Entre Dos Fuegos: La Herida Que No Cierra

—¿Por qué la has vestido así? —La voz de mi madre, Carmen, retumbó en la habitación del hospital, donde aún olía a desinfectante y a miedo. Mi padre, Antonio, ni siquiera esperó a que respondiera.

—Siempre igual, Carmen. Si no fuera por ti, nuestra hija sabría lo que es el buen gusto —replicó él, cruzando los brazos y mirando a Valentina como si fuera un trofeo en disputa.

Yo, exhausta tras el parto y con Valentina dormida en mi pecho, sentí cómo la vieja tensión volvía a apretar mi estómago. No era la primera vez que discutían delante de mí, pero sí la primera vez que lo hacían delante de mi hija. Me pregunté si algún día podría romper ese ciclo.

Mis padres se divorciaron hace dos años, después de veinte años de gritos ahogados y silencios venenosos en nuestro piso de Vallecas. Recuerdo las noches en las que me tapaba los oídos para no escuchar cómo se culpaban mutuamente por todo: por el dinero que faltaba, por las notas del colegio, por mi carácter reservado. «Eres igual que tu padre», me decía mi madre cuando me encerraba en mi cuarto. «Tienes el genio de tu madre», soltaba mi padre cuando me atrevía a contestar.

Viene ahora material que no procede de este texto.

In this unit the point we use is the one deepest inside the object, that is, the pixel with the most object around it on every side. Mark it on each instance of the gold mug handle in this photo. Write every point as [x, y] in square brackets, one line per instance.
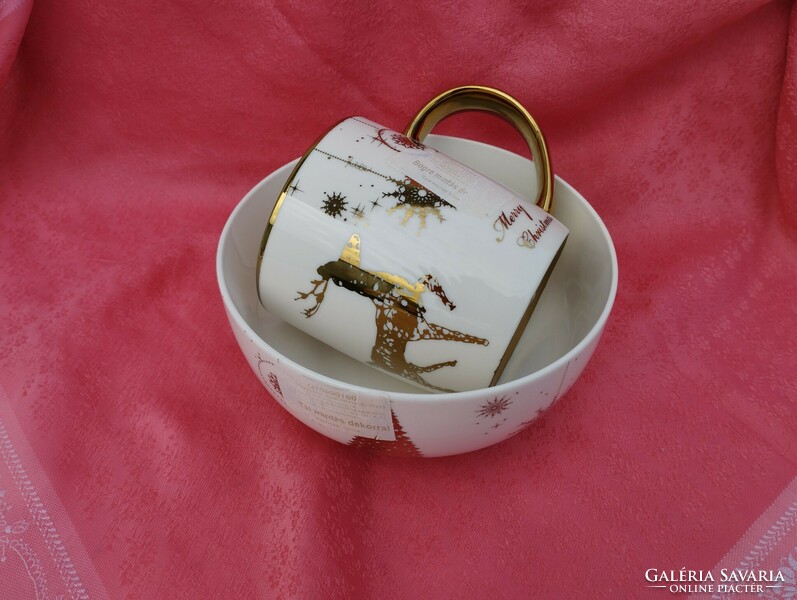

Pensé que el divorcio sería una liberación para todos. Pero me equivoqué. Ahora, su rivalidad se ha convertido en una competición absurda por ser el mejor abuelo. Mi madre aparece cada mañana con bolsas llenas de ropa rosa y peluches enormes. Mi padre llega por las tardes con cuentos y promesas de llevar a Valentina al Bernabéu cuando sea mayor. Ninguno pregunta cómo estoy yo.

Una tarde, mientras intentaba dormir a Valentina, escuché a mi madre hablando por teléfono en la cocina:

—Antonio no tiene ni idea de cómo cuidar a una niña. Si fuera por él, la cría acabaría comiendo pizza todos los días…

Al día siguiente, mi padre me llevó aparte:

—No dejes que tu madre te manipule. Ya sabes cómo es. Si necesitas ayuda de verdad, llámame a mí.

Me sentí como una cuerda en un tira y afloja interminable. Mi pareja, Sergio, intenta mediar, pero acaba tan agotado como yo. «No podemos permitir que esto afecte a Valentina», me dice cada noche mientras recogemos los juguetes que han traído los abuelos.

Pero ¿cómo evitarlo? El bautizo fue un campo de batalla. Mi madre insistió en invitar a toda su familia; mi padre exigió que su hermano fuera el padrino. Acabaron discutiendo delante del cura y yo tuve que salir corriendo con Valentina en brazos para evitar que presenciara el espectáculo.

A veces me pregunto si mis padres alguna vez me quisieron más que se odiaban entre ellos. Recuerdo una Navidad especialmente dura: tenía diez años y les pedí una bicicleta. Mi madre me regaló una rosa; mi padre, una azul. Discutieron durante horas sobre cuál era mejor para mí. Al final, no quise montar ninguna.

Ahora temo que Valentina crezca atrapada en esa misma guerra fría. He intentado hablar con ellos:

—Por favor, dejad de pelearos delante de la niña. No quiero que pase por lo mismo que yo.

Mi madre se ofende:

—¿Estás diciendo que soy mala abuela?

Mi padre se pone a la defensiva:

—¿Vas a prohibirme ver a mi nieta?

No entienden que no se trata de ellos, sino de Valentina… y de mí. Porque cada vez que discuten, vuelvo a ser esa niña asustada que solo quería un poco de paz.

El otro día, mientras paseaba con Valentina por el Retiro, vi a una familia sentada en el césped: abuelos, padres e hijos riendo juntos. Sentí una punzada de envidia y rabia. ¿Por qué nosotros no podemos ser así? ¿Por qué mis padres necesitan ganar siempre?

He pensado en alejarme, mudarme lejos para proteger a mi hija. Pero entonces me siento culpable: ¿tengo derecho a privarla de sus abuelos? ¿O es más cruel dejarla crecer entre reproches y competencia?

A veces sueño con una conversación imposible:

—Mamá, papá… ¿podéis dejar vuestras diferencias y pensar solo en Valentina?

Pero despierto y sé que eso no va a pasar. Así que sigo adelante, intentando construir una familia diferente para mi hija, aunque tenga que hacerlo sola.

¿Es posible romper el ciclo? ¿O estamos condenados a repetir los errores de nuestros padres? ¿Qué haríais vosotros en mi lugar?